着信を知らせるそれに出て、向こうから聞こえてきた声は、相も変わらず知ったものだった。
『よー。元気にしてっか?』
「芹ね」
『お。よくわかってんな』
「わたしの知らないうちにわたしの連絡先が『花舞ゆ』内で回されてるし、面識のある子から順番に連絡が来るの。
おかげさまで毎日声と人物を当てるゲームをさせられてる気分よ」
『おーおーがんばれ。
お前のケータイん中、俺らの連絡先でいっぱいになってんだろ?こりゃあ女子中高生に狙われるお宝品だろうな』
けらけらと笑っている芹。
誰のせいだと、と言いたくなるけれど、わたしのスマホの中が彼らの連絡先でいっぱいになっているのは事実だ。間違いなくレアものである。

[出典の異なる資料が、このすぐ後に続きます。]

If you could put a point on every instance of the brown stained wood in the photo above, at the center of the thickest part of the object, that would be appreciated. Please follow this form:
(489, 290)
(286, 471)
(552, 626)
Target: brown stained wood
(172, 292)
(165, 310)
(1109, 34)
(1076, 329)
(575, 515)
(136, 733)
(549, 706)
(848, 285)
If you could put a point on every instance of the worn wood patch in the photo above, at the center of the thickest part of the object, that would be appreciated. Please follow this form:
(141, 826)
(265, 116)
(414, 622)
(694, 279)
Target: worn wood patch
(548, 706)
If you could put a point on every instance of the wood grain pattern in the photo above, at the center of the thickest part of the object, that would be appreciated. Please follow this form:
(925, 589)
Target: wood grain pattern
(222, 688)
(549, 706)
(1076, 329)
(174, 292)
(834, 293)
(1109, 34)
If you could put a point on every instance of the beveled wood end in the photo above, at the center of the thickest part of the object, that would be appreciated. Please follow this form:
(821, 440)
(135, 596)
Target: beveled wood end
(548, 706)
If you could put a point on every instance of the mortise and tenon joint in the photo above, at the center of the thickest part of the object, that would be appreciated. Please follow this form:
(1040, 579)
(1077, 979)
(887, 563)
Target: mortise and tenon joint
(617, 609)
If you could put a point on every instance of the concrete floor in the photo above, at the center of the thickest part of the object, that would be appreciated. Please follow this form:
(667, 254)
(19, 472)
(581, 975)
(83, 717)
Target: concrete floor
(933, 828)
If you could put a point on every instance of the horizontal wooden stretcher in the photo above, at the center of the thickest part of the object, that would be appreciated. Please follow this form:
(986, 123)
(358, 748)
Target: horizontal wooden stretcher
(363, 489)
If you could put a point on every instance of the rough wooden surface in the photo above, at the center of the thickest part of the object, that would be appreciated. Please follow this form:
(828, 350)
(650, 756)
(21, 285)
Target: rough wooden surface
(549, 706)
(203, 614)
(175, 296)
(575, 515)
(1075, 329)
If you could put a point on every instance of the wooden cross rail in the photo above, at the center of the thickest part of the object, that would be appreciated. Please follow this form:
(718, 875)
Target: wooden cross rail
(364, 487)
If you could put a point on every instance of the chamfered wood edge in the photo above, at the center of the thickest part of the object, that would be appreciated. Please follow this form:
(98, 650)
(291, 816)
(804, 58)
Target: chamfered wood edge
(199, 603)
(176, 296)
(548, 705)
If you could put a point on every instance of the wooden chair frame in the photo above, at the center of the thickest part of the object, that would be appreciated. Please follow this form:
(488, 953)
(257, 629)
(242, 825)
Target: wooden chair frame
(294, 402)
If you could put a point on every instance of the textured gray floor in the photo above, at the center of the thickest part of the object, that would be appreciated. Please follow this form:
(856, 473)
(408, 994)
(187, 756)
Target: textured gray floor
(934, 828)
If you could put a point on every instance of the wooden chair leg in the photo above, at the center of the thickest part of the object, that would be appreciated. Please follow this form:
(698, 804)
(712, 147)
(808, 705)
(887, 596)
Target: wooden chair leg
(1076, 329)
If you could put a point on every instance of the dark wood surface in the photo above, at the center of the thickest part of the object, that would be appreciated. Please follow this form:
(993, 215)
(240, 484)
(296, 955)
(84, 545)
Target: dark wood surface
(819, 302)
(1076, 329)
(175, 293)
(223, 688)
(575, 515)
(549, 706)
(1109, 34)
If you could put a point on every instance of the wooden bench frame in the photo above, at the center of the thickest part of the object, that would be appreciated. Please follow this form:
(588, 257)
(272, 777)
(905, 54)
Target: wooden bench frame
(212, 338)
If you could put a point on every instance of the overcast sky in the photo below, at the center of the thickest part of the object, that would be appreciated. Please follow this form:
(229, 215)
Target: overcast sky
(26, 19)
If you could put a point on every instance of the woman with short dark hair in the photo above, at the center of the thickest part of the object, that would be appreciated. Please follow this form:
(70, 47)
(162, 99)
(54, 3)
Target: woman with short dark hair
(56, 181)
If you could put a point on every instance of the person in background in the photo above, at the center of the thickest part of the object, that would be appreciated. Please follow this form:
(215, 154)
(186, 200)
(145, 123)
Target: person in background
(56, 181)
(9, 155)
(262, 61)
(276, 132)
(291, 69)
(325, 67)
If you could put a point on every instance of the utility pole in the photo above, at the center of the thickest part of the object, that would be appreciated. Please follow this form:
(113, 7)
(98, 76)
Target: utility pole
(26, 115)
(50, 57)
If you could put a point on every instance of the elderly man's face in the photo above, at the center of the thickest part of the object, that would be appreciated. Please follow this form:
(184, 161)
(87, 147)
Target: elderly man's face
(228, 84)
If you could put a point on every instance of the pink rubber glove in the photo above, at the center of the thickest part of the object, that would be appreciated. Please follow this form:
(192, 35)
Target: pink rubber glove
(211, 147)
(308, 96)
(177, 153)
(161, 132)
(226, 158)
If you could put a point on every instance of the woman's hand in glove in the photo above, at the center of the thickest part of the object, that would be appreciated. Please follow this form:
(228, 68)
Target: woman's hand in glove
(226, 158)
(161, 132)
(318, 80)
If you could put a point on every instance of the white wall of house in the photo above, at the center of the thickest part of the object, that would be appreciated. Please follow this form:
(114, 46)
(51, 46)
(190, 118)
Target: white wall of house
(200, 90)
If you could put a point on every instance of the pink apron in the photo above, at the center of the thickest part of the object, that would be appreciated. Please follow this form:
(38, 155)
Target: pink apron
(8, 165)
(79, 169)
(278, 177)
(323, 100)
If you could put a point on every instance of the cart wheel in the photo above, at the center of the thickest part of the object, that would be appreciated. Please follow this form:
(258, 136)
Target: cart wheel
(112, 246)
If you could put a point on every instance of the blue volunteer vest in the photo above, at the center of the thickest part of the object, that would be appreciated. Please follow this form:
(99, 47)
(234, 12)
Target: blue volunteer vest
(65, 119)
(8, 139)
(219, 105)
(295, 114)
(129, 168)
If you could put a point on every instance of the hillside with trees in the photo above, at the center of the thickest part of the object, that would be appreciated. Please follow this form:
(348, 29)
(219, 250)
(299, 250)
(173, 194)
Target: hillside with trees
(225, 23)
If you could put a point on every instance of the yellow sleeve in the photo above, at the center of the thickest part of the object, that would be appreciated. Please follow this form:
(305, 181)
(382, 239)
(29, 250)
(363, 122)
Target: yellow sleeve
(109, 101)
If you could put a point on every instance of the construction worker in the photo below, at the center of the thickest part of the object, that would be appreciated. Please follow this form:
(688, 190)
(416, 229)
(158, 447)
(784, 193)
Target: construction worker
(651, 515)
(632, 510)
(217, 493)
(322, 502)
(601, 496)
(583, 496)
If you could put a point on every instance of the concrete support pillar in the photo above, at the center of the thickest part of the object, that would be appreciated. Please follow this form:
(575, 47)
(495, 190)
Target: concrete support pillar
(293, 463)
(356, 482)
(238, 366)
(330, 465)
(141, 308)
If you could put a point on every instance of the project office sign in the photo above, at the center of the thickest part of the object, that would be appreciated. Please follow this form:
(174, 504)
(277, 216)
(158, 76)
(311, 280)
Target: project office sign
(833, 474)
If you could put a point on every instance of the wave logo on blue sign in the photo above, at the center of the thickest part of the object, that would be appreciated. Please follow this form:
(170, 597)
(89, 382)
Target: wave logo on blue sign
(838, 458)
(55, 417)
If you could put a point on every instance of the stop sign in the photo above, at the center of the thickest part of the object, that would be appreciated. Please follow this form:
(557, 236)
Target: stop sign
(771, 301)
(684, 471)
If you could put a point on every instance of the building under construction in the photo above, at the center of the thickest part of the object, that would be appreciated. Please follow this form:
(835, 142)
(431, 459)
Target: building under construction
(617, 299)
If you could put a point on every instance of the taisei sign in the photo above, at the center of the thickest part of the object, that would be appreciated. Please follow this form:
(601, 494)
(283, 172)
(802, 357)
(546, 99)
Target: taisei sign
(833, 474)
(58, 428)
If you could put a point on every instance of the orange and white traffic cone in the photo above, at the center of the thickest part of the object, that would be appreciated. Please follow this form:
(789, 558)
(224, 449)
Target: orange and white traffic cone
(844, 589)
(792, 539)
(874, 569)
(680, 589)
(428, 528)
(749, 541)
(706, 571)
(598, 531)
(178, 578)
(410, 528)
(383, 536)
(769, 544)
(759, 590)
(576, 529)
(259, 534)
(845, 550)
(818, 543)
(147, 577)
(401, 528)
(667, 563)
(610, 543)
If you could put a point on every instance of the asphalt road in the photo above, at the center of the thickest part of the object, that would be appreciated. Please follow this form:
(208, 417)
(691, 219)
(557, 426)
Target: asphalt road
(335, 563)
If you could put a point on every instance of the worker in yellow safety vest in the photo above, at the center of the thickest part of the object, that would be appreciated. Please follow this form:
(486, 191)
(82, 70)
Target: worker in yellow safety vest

「連絡してきた子は、大体メッセージまで送ってくるし。
授業受けてる間に通知が軽く30ぐらいたまるの、どうにかしてくれないかしら」
『お前いま、全国の"ダチがいなくて通知なんか来ねえ"奴らを敵に回したぞ』
「あ、もしかして芹がそのうちのひとりだった?」
『ばっかヤロウ……!
俺にはちゃんと返事してくるヤツがいるんだっつの!』
……冗談なのに。
上の5人の中で芹がいちばん友だちの数が多いことぐらい、わたしも知ってるわよ。
『つーかお前、染と電話で俺らのこと話して2週間ぐらい経ってんだろ?
なんで未だに音沙汰ねーんだよなにしてんだよ』
梅雨も明けたじゃねーか、と彼は言っているけれど。
残念ながらわたしがノアと話をすることと、梅雨についてはまったく関係がない。